MLflow on Databricks: Key Capabilities and a Quick Tutorial

What Is MLflow on Databricks?

Databricks is a cloud-based data science, data engineering, and machine learning operations platform based on the lakehouse architecture. This is a new data management architecture that combines the benefits of data lakes and data warehouses.

Managed MLflow is a service built on the open source MLflow platform, developed by Databricks. The service lets you manage the entire machine learning lifecycle with reliability, security, and scalability appropriate for enterprise projects. It provides an integrated environment to track and secure machine learning model training and ML projects running in production.

Managed MLflow can be either fully managed on customer infrastructure, or hosted by Databricks. In addition to open source MLflow capabilities, it offers enterprise-grade security features, experiment management, high availability, and other Databricks features like notebook revision capture.

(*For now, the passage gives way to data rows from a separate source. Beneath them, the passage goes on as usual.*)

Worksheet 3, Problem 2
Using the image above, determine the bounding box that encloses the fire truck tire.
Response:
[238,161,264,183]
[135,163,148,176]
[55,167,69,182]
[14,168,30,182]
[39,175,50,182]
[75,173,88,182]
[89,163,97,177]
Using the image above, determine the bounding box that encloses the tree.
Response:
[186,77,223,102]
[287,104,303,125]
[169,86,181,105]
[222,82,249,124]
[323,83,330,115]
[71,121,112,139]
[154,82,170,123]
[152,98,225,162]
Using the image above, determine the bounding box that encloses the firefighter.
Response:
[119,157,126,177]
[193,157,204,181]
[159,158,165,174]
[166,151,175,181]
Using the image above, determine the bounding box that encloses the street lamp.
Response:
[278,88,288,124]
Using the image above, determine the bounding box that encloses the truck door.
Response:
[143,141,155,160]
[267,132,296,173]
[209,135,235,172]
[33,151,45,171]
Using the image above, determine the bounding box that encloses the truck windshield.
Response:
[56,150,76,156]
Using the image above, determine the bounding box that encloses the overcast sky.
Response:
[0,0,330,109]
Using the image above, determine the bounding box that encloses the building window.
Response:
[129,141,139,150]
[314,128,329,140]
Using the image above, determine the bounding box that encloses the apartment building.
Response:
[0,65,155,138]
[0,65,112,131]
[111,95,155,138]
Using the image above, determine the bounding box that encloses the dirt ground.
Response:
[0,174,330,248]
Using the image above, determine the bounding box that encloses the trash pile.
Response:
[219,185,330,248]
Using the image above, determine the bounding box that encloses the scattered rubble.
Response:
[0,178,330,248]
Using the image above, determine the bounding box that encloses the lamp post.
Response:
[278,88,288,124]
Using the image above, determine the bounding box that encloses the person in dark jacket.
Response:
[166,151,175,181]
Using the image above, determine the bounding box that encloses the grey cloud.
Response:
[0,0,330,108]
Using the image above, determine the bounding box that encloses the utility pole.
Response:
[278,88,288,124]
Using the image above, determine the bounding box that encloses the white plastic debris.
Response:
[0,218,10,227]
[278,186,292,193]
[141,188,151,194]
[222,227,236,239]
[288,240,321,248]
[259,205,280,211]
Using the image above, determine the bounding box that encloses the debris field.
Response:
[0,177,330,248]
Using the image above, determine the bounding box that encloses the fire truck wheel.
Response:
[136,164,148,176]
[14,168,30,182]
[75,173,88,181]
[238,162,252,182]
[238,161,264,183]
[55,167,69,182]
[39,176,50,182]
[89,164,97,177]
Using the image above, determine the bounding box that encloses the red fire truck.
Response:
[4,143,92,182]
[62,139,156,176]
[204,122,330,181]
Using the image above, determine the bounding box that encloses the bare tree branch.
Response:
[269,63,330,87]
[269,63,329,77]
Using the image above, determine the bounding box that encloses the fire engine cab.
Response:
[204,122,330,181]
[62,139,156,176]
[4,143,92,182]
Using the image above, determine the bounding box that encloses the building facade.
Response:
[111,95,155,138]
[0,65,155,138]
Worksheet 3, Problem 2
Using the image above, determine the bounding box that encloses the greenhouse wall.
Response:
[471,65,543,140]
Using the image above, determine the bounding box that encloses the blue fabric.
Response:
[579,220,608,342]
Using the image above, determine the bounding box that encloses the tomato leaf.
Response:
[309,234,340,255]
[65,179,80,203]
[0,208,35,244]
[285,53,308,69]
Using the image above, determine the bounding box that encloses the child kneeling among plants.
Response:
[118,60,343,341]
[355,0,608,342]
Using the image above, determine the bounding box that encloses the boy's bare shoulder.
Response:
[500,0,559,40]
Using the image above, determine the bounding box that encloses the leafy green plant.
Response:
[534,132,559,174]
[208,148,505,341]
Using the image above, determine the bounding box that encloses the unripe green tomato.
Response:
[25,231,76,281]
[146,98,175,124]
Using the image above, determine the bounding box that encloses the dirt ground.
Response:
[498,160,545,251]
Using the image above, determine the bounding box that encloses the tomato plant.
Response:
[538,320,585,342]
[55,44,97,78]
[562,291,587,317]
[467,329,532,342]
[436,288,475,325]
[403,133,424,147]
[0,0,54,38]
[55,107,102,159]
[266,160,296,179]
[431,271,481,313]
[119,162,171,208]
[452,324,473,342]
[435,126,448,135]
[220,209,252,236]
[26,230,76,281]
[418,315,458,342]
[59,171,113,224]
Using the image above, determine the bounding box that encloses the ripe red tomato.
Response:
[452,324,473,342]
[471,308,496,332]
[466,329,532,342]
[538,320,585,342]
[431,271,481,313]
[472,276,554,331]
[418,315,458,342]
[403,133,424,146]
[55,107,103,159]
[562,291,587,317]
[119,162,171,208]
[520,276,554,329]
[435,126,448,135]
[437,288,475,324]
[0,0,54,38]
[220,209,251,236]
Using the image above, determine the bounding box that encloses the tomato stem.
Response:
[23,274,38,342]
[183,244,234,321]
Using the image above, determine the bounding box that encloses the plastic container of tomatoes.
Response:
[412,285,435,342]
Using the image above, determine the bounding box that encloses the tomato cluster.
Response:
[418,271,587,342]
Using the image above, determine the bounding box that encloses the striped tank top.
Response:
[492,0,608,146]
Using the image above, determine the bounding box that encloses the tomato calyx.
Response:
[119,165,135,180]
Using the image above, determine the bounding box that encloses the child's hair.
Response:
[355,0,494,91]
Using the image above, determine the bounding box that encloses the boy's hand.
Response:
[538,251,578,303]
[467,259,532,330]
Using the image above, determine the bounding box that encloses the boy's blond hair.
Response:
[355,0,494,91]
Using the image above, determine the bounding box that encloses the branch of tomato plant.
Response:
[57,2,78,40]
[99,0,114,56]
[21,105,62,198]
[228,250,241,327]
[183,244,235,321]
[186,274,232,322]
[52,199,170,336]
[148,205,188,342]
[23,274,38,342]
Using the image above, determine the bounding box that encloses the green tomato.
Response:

Related content: Read our detailed guide to MLflow

In this article:

Running MLflow Projects on Databricks
Quick Tutorial: Create Your MLflow Project in Databricks
Additional Capabilities of MLflow on Databricks

~MLflow Model Registry on Databricks
~MLflow Model Serving on Databricks
~Databricks Autologging

Managing Machine Learning Infrastructure with Run:ai

Running MLflow Projects on Databricks

MLflow Projects is a component offering a reusable, reproducible format to package code for data science applications. It includes command-line tools and an API to run projects. You can also integrate it with the Tracking component to automate the recording of your source code’s Git commit and parameters, enabling reproducibility.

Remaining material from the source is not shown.